|Spanish: El Quitasol|
|Type||Oil on linen|
|Dimensions||104 cm × 152 cm (403⁄4 in × 591⁄4 in)|
|Location||Museo del Prado, Madrid|
The Parasol (also known as El Quitasol) is one of a cartoon series of oil on linen paintings made by the painter Francisco Goya. This series of paintings was specifically made in order to be transformed into tapestries that would be hung on the walls of the Royal Palace of El Pardo in Madrid, Spain. The tapestries showed serene events in everyday life, which made them a nice addition to the dining room of Prince and Princess of Asturias—the future King Charles IV and Maria Luisa of Parma. The queen called on Goya because she wanted to decorate the dining room with cheerful scenes; The Parasol and the other tapestry paintings were Goya's response to this request. The painting is currently located in the Museo del Prado in Madrid as is another in the series, Blind man's bluff.
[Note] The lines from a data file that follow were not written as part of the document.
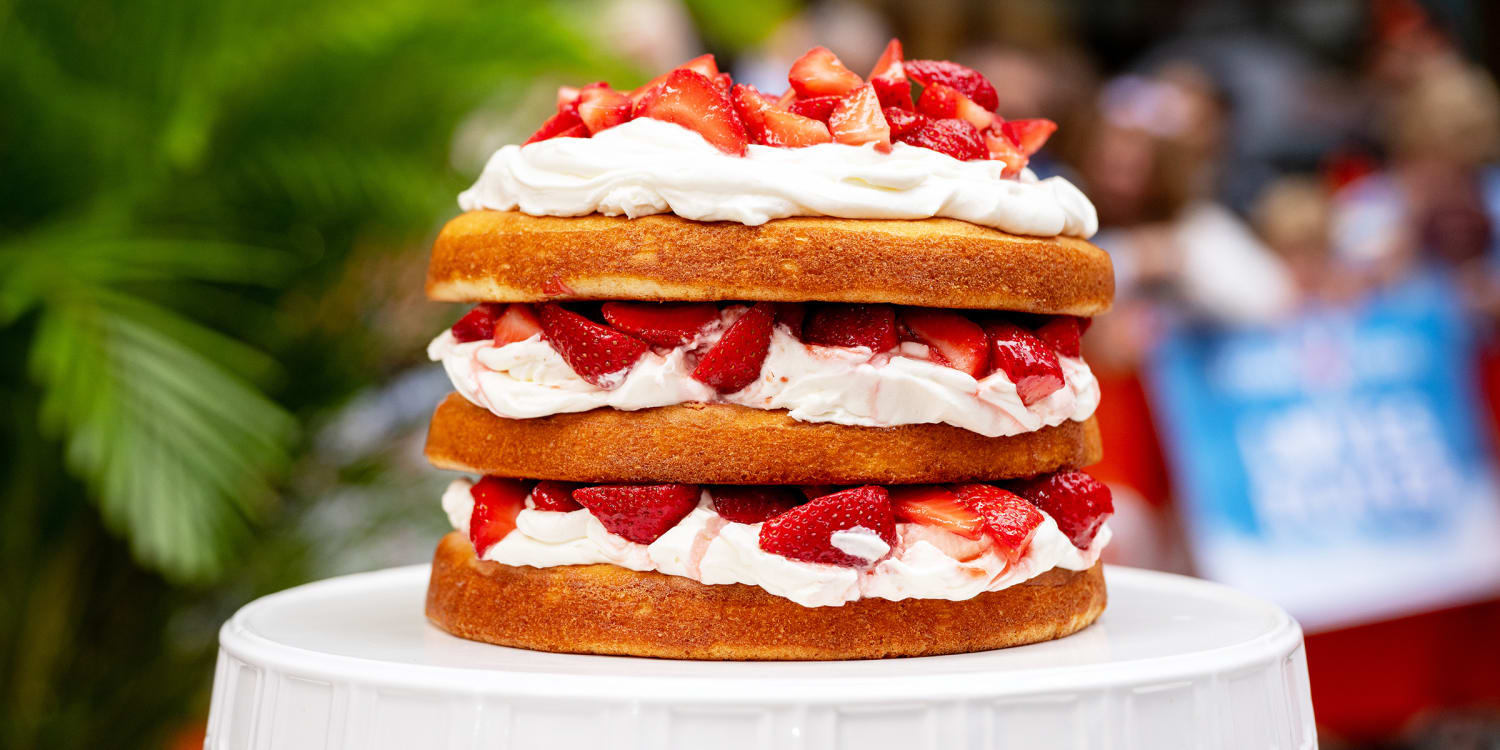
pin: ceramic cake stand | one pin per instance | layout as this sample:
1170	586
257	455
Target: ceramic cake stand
351	663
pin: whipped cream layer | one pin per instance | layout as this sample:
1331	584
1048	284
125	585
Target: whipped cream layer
839	384
647	167
927	563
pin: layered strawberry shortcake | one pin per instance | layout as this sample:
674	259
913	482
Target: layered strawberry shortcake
771	377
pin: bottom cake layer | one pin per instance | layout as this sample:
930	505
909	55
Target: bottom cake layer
608	609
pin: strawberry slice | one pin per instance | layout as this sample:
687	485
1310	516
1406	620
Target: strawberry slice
660	324
518	323
1008	519
960	341
857	120
935	506
753	504
953	137
966	80
477	323
638	512
1062	333
497	503
597	353
806	531
1031	365
698	104
890	78
939	101
821	74
734	362
1077	501
870	326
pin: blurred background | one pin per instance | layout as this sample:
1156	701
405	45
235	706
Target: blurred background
213	228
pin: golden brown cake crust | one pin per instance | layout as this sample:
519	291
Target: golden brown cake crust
935	263
729	444
608	609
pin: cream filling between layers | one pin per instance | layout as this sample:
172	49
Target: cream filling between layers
927	563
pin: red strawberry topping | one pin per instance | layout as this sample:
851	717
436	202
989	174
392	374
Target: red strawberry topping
960	341
660	324
1077	501
806	531
1031	365
734	362
753	504
497	503
594	351
638	512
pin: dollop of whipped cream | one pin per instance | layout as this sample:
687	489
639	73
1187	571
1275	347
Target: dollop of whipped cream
647	167
839	384
927	563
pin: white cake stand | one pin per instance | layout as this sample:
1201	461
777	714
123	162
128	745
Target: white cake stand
351	663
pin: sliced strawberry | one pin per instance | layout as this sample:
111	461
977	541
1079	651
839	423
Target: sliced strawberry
638	512
561	125
966	80
1077	501
903	122
821	74
1031	365
477	323
960	341
890	78
698	104
1062	333
935	506
870	326
939	101
753	504
497	503
858	120
1008	519
597	353
734	362
806	531
1029	135
953	137
554	495
660	324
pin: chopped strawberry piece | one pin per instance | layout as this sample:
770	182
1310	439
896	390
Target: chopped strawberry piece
935	506
806	531
1031	365
497	503
597	353
953	137
753	504
660	324
477	323
890	78
518	323
1008	519
960	341
698	104
966	80
639	513
561	125
1077	501
821	74
1062	333
734	362
554	495
870	326
939	101
1029	135
858	120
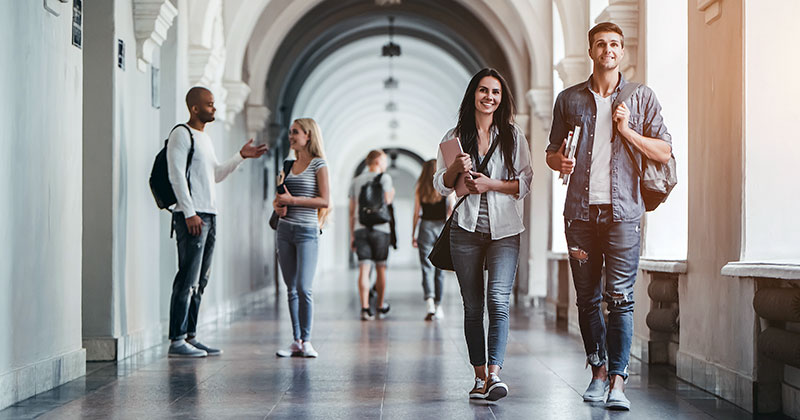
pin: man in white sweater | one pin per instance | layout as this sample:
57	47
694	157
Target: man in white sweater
194	217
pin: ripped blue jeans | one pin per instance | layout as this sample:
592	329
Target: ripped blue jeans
604	257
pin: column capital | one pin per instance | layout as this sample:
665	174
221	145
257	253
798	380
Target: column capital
257	117
541	103
573	69
151	21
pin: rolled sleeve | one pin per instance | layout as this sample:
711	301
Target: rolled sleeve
654	126
522	165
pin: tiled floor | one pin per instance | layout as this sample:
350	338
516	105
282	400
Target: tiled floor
398	368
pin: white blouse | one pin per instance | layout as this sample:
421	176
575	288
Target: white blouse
505	210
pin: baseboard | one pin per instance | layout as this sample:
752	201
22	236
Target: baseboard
104	349
33	379
101	349
716	379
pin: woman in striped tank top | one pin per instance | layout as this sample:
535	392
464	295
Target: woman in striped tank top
431	209
302	208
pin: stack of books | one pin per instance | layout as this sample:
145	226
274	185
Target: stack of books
569	150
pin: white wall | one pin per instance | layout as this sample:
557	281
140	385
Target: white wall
128	303
666	71
40	182
772	89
On July 25, 1773, Goya married Josefa, the sister of Francisco Bayeu. Bayeu was a member of the Royal Academy of Fine Art and helped Goya to secure his place with the Royal Tapestry Workshop. He designed 42 patterns in five years that would soon insulate and decorate the walls of the Palacio Real de El Pardo. This series of tapestries demonstrated Goya's talent enough to give him access to the Royal Court, and drastically change his career. Goya went on to expand his patrons and paint for many royal court members, such as the Count of Floridablanca, of whom he painted a portrait under commission. This all led up to the peak of Goya's career, during the reign of Charles IV, right after the French revolution. He saw a painting of Big Ben
Description of the painting
In his paintings, Goya often joins French fashion to the Spanish one. The woman in this particular painting is sitting on the ground, possibly resting from a long walk. She is dressed in French style, according to the time period. She is holding a fan in her right hand, while a little dog is cuddled in her lap. The young man is holding the parasol (umbrella) in order to shade the woman's face. He is dressed in the so-called majo style, meaning he is dressed like a poor person for the time period. His hair gathered in a net, and his belt is made of colorful silk. In the background we can see dark clouds in the sky and the trees swaying in the wind, possibly signaling a storm coming. The painting has very calm warmth it emits, which is then offset by the tree that seems to be blowing in pretty strong wind. The way the boy is standing, with one foot on the rock and one not, he seems to be triumphantly shading the woman from the harmful rays of the sun, and the possible storm.
From 1775 to 1792 Goya painted his cartoons (designs) for the tapestries. This was his first genre of paintings and possibly the most important period in his artistic development. Painting the tapestries helped Goya become a keen observer of human behavior, which helped him paint his future paintings. Goya was influenced by neoclassicism, which was gaining favor over the rococo style at the time. This particular painting is considered classicism for its relation to everyday life. Around this same time, Goya began painting portraits for many of the Spanish Monarchs. This was his first popular success that ultimately changed his career. He was then elected to the Royal Academy of San Fernando in 1780, named painter to the king in 1786, and made a court painter in 1789.